Kabareskrim Isyaratkan Tak Ada Pelecehan Ketika Penembakan Brigadir J

Kabareskrim Isyaratkan Tak Ada Pelecehan Ketika Penembakan Brigadir J

R
Jabal Rachmat
Redaksi

Tim Redaksi

Terkini.id, Jakarta – Kepala Bareskrim (Kabareskrim) Polri Komjen Pol. Agus Andrianto isyaratkan tak ada pelecehan terhadap Putri Candrawathi, istri dari Irjen Pol. Ferdy Sambo ketika penembakan Brigadir J oleh Bharada E terjadi.

Mengutip dari Antara, Agus menyebutkan bahwa hal ini terungkap dari hal gelar perkara yang ia pimpin langsung saat Jumat, 12 Agustus 2022 di Bareskrim Polri.

“Saat pimpin gelar tadi, berdasarkan paparan Dirtipidum, semua saksi kejadian menyatakan Brigadir Josua almarhum tidak berada di dalam rumah,” ujar Agus di Jakarta, Jumat 12 Agustus 2022.

Ia juga menjelaskan, Brigadir J masuk ke tempat kejadian perkara (TKP) rumah dinas di Kompleks Duren Tiga Nomor 46 tersebut setelah dirinya dipanggil oleh Irjen Pol. Ferdy Sambo.

“Almarhum J masuk saat dipanggil ke dalam oleh FS,” kata Agus.

Baca Juga

Seperti yang diketahui, istri dari Irjen Pol.
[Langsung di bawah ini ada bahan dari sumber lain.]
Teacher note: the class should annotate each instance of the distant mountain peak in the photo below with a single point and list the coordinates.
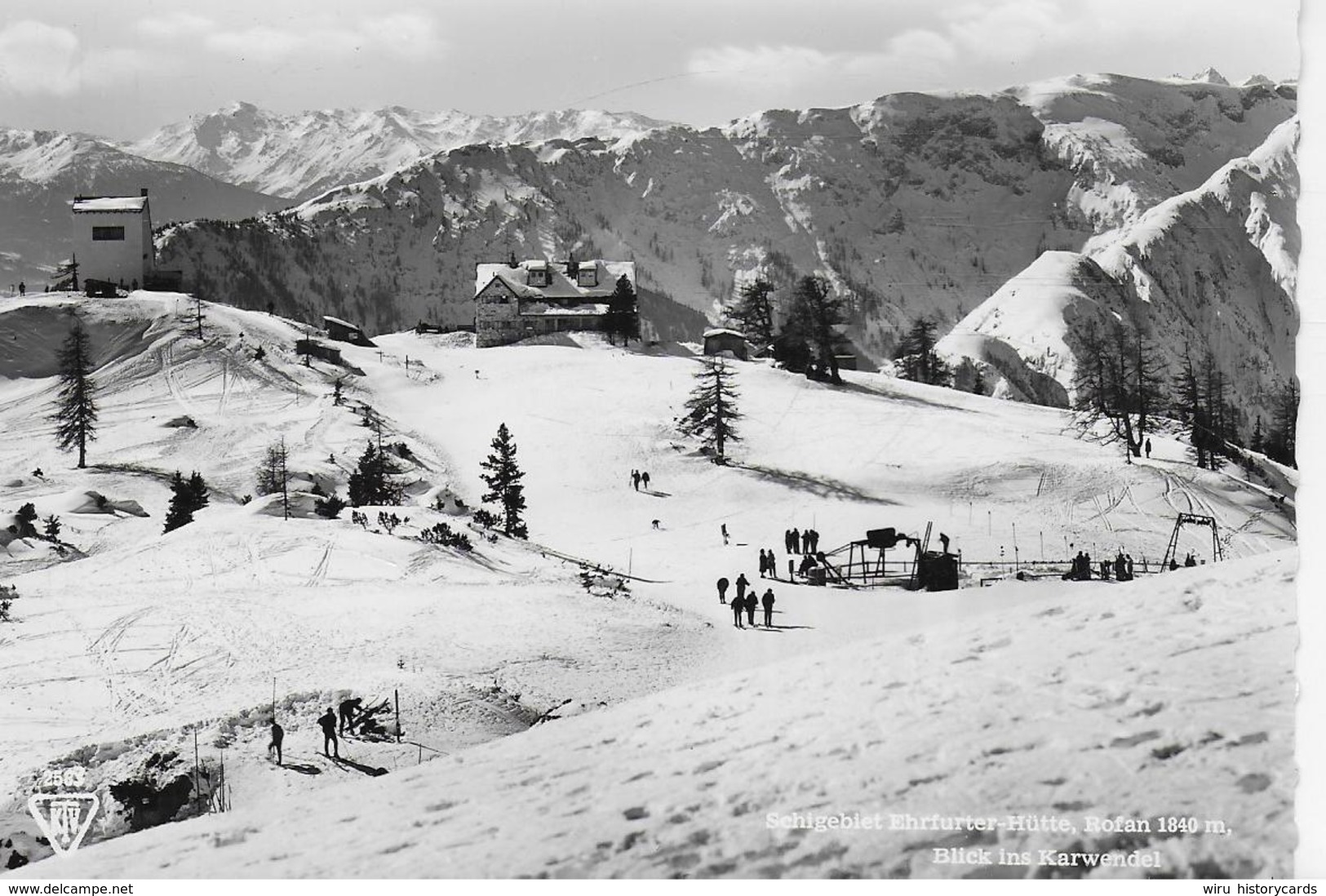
(1209, 76)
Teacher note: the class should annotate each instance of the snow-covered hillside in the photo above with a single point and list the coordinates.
(131, 635)
(1173, 699)
(911, 204)
(304, 154)
(42, 171)
(1213, 268)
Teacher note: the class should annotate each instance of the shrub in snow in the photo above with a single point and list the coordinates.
(329, 507)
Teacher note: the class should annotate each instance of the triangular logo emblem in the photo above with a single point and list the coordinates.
(64, 818)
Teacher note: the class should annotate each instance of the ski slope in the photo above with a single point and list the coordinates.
(144, 634)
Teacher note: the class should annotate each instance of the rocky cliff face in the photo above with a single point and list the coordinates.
(911, 204)
(1211, 269)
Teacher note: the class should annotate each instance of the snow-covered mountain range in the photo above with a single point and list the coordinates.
(911, 204)
(42, 171)
(301, 155)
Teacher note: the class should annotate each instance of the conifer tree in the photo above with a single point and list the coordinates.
(371, 483)
(916, 358)
(273, 473)
(753, 313)
(623, 317)
(76, 406)
(816, 316)
(503, 481)
(712, 407)
(186, 497)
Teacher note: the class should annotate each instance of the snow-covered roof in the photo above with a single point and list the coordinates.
(110, 204)
(560, 286)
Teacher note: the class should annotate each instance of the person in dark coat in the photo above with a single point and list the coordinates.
(328, 723)
(348, 709)
(277, 737)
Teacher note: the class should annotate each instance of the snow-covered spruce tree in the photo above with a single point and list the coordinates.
(186, 497)
(816, 316)
(1118, 388)
(753, 312)
(623, 317)
(76, 406)
(916, 358)
(371, 483)
(273, 473)
(712, 407)
(503, 480)
(27, 516)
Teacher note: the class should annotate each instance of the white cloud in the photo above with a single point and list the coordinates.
(399, 35)
(914, 53)
(174, 25)
(38, 59)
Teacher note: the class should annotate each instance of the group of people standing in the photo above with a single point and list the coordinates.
(747, 602)
(1082, 569)
(801, 543)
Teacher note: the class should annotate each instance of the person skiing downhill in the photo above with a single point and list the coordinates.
(328, 723)
(348, 709)
(277, 737)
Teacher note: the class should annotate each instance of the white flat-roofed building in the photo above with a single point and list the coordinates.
(113, 239)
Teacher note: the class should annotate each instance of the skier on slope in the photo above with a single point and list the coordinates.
(328, 723)
(277, 737)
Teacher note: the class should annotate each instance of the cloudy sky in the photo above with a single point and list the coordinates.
(123, 68)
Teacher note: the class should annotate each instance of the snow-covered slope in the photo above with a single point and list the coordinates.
(42, 171)
(911, 204)
(1213, 268)
(301, 155)
(1170, 699)
(131, 637)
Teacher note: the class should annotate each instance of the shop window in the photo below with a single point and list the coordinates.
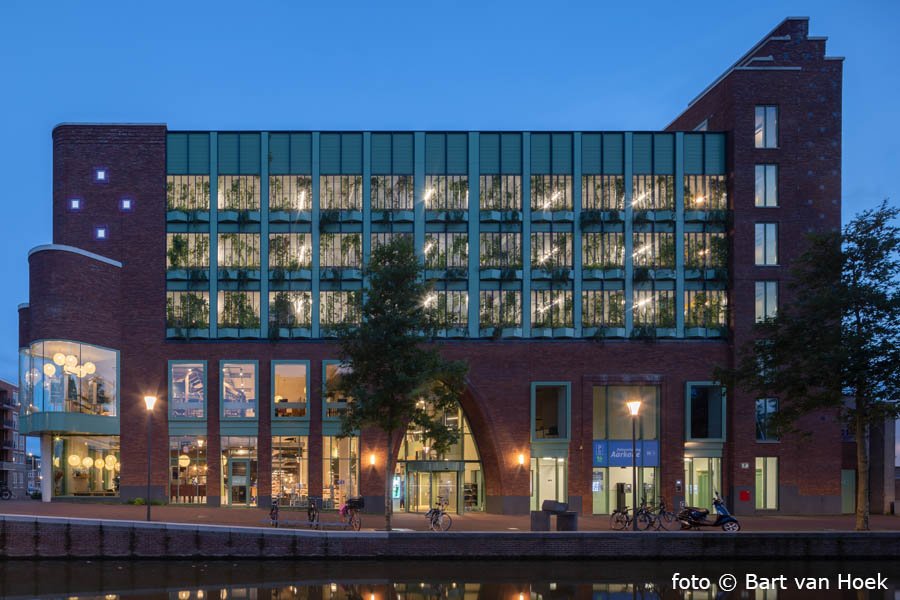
(187, 389)
(765, 410)
(767, 483)
(188, 468)
(290, 470)
(705, 406)
(86, 465)
(765, 133)
(340, 470)
(61, 376)
(550, 411)
(290, 389)
(766, 194)
(240, 470)
(766, 306)
(766, 244)
(239, 390)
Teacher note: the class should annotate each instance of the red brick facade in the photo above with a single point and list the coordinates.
(77, 297)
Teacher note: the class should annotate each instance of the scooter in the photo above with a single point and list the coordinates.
(692, 517)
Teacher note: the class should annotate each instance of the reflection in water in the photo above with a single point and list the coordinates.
(432, 580)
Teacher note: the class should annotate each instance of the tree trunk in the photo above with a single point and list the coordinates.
(388, 477)
(862, 468)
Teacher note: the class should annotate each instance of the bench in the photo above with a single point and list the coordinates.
(566, 520)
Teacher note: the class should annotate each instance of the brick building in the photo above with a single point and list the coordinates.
(574, 270)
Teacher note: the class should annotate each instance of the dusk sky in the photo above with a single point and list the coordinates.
(401, 65)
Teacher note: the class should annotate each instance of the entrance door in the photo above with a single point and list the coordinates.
(238, 482)
(419, 488)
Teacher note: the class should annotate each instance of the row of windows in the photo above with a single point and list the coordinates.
(294, 193)
(443, 250)
(497, 308)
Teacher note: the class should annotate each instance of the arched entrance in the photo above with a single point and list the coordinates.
(422, 475)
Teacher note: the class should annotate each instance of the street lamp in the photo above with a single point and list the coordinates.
(149, 401)
(634, 407)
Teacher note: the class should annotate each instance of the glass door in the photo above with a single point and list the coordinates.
(238, 481)
(419, 487)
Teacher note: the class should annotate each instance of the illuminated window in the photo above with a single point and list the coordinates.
(239, 390)
(766, 306)
(766, 185)
(766, 244)
(765, 133)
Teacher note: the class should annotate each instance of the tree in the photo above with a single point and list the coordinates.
(392, 371)
(835, 345)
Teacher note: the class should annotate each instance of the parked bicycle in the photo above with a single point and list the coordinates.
(438, 519)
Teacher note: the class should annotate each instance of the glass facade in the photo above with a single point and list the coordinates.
(612, 477)
(86, 465)
(340, 470)
(63, 376)
(188, 467)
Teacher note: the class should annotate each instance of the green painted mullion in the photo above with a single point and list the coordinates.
(576, 233)
(474, 240)
(419, 193)
(367, 199)
(213, 234)
(679, 234)
(629, 242)
(264, 234)
(314, 286)
(526, 235)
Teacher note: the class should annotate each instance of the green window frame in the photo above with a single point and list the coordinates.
(304, 406)
(688, 409)
(233, 362)
(560, 436)
(171, 387)
(336, 405)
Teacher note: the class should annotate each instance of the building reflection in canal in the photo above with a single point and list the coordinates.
(432, 580)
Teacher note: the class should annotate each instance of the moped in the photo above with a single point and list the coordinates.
(692, 517)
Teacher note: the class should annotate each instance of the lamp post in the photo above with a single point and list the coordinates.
(634, 407)
(149, 401)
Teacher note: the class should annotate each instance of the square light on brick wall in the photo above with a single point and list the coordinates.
(101, 175)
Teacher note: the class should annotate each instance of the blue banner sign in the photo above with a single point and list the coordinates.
(617, 453)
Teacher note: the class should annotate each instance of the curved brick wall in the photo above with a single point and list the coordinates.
(72, 297)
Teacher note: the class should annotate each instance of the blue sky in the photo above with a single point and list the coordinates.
(403, 65)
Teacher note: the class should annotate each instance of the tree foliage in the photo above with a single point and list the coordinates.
(391, 368)
(835, 343)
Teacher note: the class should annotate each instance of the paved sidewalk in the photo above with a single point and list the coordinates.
(468, 522)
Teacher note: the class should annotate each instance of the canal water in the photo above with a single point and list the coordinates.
(450, 580)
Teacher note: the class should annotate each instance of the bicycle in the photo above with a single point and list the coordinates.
(438, 519)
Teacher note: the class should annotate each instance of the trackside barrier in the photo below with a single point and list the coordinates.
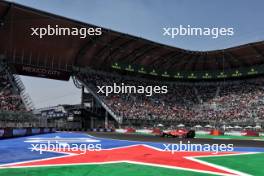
(156, 131)
(251, 133)
(130, 130)
(144, 131)
(216, 132)
(18, 132)
(35, 131)
(202, 132)
(2, 131)
(121, 130)
(233, 133)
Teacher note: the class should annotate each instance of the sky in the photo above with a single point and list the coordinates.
(146, 19)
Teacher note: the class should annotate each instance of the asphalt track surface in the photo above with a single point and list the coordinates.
(152, 138)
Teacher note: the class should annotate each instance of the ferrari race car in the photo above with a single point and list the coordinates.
(180, 133)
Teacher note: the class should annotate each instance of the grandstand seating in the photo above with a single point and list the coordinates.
(193, 102)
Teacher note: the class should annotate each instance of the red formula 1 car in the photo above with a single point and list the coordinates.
(180, 133)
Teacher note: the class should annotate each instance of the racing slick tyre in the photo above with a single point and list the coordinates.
(191, 134)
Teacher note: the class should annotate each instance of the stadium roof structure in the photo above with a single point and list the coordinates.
(112, 50)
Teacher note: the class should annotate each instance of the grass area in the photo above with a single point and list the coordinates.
(248, 163)
(99, 170)
(229, 137)
(251, 164)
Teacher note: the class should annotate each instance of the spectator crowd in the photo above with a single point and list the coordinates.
(238, 100)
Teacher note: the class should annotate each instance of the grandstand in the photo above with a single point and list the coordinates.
(213, 87)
Ferdy Sambo, Putri Candrawathi membuat laporan polisi terkait dugaan pelecehan terhadap dirinya yang dilakukan oleh Brigadir J.

Seperti yang disampaikan oleh juru bicara Polri pada senin, 11 Juli 2022 yang lalu, telah terjadi tembak menembak antar anggota karena pelecehan yang dilakukan oleh Brigadir J terhadap istri pimpinannya, Irjen Pol. Ferdy Sambo.

Dalam laporannya disebutkan bahwa Putri berteriak dari kamar dan membuat ajudan lainnya, termasuk Bharada E dan saksi lainnya terkejut. Hal tersebut membuat mereka mendatangi Putri untuk menanyakan ada kejadian apa. Di saat itu terjadilah tembak menembak.

Seiring perkembangan kasus yang diselidiki oleh Tim Khusus Polri, kemudian terungkap bahwa hal itu ternyata hanyalah skenario yang dibuat oleh Ferdy Sambo.

Direktorat Tindak Pidana Umum (Dittipidum) Bareskrim Polri telah menggugurkan laporan pelecehan yang dibuat oleh Putri Candrawathi. Selain itu, laporan dugaan percobaan pembunuhan terhadap Bharada E yang diajukan oleh anggota Polres Metro Jakarta Selatan  juga digugurkan

Terkait laporan palsu tersebut, Agus berharap semua pihak untuk menunggu perkembangan selanjutnya dalam penyidikan yang dilakukan oleh tim khusus Polri.

Sebelumnya, Direktur Tindak Pidana Umum Bareskrim Polri Brigjen Pol. Andi Rian Djajadi menyebut bahwa kedua laporan tersebut termasuk ke dalam kategori sebagai upaya menghalang-halangi penyidik dugaan pembunuhan berencana terhadap Brigadir J.

“Kami anggap dua laporan polisi ini menjadi satu bagian masuk dalam kategori obstruction of justice, menjadi bagian dari upaya menghalang-halangi pengungkapan dari pada kasus 340 (pembunuhan terhadap berencana Brigadir J),” Kata Brigjen Pol. Andi Rian Djajadi.